RE: MediaStream Recording : record() method from Mandyam, Giridhar on 2013-08-28 (public-media-capture@w3.org from August 2013)

From: Mandyam, Giridhar <mandyam@quicinc.com>
Date: Wed, 28 Aug 2013 21:01:10 +0000
To: Martin Thomson <martin.thomson@gmail.com>
CC: Harald Alvestrand <harald@alvestrand.no>, "public-media-capture@w3.org" <public-media-capture@w3.org>
Message-ID: <CAC8DBE4E9704C41BCB290C2F3CC921A1653E995@nasanexd01h.na.qualcomm.com>

Hi Martin,
Thanks for the response, but I am still not understanding the point being made.

Maybe I should state in a different manner the  original point which I was hoping to make:  in absence of a TCP-based PC the most suitable option to meet the RT speech recognition use case was timesliced data being returing from record().   This has been discussed before on this list - see http://lists.w3.org/Archives/Public/public-media-capture/2012Nov/0076.html.  

> Harald's point was that a real-time application will observe the delays resulting from packet loss and adjust what it sends accordingly.

If the argument is that the existing UDP-based PC is sufficient to achieve loss-resilience for RT speech based on app-layer codec rate adaptation, I am not completely sold.  RT-speech, where data rates can be relatively low (e.g. ~4 kbps for EVRC-B encoding, if supported by the platform), may not have a lot of room to go much lower.    But I will defer to you on this topic, as your experience w/Skype may have proven otherwise.

>  A straight media recorder might just let the buffers back up a little more.

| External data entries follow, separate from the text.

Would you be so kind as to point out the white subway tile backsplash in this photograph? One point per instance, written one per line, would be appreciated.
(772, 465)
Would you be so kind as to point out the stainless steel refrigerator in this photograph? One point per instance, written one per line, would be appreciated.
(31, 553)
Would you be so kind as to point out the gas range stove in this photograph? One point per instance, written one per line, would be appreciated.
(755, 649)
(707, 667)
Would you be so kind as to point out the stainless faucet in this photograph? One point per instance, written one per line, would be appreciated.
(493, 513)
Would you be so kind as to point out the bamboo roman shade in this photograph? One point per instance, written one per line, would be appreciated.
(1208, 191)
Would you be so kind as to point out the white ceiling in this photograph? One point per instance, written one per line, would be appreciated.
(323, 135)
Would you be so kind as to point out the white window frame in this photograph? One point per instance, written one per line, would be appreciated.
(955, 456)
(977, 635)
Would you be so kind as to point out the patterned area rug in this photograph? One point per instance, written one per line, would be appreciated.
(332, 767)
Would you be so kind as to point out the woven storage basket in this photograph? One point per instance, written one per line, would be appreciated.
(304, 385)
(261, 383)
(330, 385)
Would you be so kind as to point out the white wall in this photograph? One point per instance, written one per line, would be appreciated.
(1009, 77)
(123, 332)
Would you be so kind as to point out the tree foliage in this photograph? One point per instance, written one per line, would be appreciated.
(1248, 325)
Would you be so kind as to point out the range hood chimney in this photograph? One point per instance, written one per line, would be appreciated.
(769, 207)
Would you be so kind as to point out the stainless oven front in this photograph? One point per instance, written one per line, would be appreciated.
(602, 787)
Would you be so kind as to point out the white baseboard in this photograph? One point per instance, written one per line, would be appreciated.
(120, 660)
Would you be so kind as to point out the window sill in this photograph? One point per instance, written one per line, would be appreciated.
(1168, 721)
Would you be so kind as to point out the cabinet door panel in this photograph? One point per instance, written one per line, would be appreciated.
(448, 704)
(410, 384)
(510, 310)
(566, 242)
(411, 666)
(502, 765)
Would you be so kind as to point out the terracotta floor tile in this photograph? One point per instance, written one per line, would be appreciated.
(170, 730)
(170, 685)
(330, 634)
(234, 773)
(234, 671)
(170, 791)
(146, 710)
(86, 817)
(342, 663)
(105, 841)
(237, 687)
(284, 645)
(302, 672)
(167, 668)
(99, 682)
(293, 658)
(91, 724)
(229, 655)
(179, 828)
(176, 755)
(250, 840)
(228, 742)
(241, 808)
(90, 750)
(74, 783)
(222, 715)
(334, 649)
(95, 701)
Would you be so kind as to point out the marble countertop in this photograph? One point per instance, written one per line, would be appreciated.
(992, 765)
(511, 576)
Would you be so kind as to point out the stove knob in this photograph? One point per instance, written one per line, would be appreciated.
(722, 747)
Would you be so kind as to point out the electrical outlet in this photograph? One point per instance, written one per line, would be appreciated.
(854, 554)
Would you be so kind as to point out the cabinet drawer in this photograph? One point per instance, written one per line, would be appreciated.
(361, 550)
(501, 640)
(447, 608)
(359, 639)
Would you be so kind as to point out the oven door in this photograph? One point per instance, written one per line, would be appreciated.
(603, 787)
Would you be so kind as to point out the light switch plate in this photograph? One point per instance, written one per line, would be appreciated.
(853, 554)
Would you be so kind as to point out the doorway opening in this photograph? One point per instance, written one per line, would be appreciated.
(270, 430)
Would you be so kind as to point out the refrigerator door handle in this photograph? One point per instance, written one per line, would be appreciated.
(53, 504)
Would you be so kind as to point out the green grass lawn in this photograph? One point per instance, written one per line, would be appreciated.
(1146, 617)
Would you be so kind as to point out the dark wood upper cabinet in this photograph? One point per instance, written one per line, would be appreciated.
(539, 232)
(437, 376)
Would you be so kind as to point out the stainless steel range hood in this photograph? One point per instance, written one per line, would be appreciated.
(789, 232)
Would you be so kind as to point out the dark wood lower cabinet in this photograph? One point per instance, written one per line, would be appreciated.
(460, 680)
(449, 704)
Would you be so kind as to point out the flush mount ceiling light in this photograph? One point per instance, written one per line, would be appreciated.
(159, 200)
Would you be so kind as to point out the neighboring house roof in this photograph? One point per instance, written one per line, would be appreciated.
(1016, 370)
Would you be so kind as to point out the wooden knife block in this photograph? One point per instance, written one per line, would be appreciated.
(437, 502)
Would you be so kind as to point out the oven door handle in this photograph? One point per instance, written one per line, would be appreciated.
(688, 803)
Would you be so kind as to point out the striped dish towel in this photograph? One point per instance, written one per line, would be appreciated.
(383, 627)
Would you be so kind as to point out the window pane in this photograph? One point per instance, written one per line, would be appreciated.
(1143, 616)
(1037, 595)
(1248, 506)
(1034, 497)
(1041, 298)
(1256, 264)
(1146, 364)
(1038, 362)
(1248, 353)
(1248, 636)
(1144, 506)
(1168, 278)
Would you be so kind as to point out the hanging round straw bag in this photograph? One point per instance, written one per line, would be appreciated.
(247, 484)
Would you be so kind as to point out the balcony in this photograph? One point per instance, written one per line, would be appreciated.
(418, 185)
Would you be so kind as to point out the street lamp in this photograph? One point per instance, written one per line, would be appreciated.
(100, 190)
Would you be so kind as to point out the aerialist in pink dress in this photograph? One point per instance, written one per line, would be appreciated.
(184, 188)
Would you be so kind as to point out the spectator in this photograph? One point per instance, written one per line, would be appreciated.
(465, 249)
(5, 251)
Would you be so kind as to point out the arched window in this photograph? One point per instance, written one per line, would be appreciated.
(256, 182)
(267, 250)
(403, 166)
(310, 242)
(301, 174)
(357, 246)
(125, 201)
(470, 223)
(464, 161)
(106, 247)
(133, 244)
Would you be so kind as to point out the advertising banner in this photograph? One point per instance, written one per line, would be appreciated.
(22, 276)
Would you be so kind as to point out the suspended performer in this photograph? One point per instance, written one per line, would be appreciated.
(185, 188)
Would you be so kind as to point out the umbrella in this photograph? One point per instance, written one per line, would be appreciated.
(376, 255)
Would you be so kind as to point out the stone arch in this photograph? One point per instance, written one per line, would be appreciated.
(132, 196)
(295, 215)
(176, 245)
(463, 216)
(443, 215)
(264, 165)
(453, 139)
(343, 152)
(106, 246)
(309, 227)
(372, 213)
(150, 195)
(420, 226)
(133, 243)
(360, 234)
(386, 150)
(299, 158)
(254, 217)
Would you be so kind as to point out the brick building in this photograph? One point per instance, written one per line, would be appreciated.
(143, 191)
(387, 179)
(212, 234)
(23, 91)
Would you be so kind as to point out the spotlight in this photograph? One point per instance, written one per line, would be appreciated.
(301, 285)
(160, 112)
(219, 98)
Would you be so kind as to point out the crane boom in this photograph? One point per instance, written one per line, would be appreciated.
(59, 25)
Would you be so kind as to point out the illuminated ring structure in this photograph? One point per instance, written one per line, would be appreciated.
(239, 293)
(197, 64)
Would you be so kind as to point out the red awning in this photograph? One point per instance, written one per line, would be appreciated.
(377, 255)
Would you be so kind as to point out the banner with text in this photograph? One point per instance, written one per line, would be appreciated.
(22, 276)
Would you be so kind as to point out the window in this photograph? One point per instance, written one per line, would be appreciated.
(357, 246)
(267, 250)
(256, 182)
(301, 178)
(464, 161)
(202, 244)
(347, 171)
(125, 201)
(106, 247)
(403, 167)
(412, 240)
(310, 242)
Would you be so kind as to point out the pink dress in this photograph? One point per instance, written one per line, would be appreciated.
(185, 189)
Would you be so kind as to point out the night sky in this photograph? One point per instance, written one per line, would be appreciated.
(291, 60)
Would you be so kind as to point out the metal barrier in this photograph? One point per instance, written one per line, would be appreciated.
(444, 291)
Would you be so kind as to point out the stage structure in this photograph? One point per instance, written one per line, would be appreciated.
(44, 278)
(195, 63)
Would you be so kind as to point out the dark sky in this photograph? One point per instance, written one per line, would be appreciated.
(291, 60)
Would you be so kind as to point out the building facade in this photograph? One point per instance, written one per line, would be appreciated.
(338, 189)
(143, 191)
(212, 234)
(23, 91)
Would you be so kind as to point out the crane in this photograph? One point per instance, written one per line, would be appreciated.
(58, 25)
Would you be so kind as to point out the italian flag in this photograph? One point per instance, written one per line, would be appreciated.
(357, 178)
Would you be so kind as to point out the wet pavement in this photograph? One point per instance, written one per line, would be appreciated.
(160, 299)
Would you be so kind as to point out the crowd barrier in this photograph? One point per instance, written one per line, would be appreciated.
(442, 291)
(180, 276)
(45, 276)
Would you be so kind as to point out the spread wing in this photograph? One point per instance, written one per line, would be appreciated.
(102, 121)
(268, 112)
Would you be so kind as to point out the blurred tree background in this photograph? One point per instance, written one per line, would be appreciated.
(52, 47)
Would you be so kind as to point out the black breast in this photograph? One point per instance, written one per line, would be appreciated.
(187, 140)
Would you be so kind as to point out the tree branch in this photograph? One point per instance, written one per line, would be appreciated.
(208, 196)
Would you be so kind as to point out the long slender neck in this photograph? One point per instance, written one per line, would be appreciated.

> Again, the media recorder is going to buffer until it runs out of space.

Do you mean if the MediaRecoder implementation ignores the timeslice?  If the MediaRecorder implementation is honoring the timeslice argument, why would it buffer continuously?

-Giri

-----Original Message-----
From: Martin Thomson [mailto:martin.thomson@gmail.com] 
Sent: Wednesday, August 28, 2013 1:38 PM
To: Mandyam, Giridhar
Cc: Harald Alvestrand; public-media-capture@w3.org
Subject: Re: MediaStream Recording : record() method

On 28 August 2013 13:28, Mandyam, Giridhar <mandyam@quicinc.com> wrote:
> I think it depends on what you consider “lossless”, or at least 
> sufficiently high quality for RT speech recognition (which was the 
> main use case for time-slicing on the record method).

Harald's point was that a real-time application will observe the delays resulting from packet loss and adjust what it sends accordingly.  A straight media recorder might just let the buffers back up a little more.  One optimizes for latency, the other doesn't.

It gets more interesting when you get a routing flap or some other less-time-constrained problem.  That's when you might see a real-time implementation crank the send rate to zero.  Again, the media recorder is going to buffer until it runs out of space.

Both scenarios are probably completely workable for an application that doesn't regard latency as paramount, but they will have different characteristics that - in some cases - will surface.  Not all abstractions are equal, unfortunately.

Received on Wednesday, 28 August 2013 21:01:43 UTC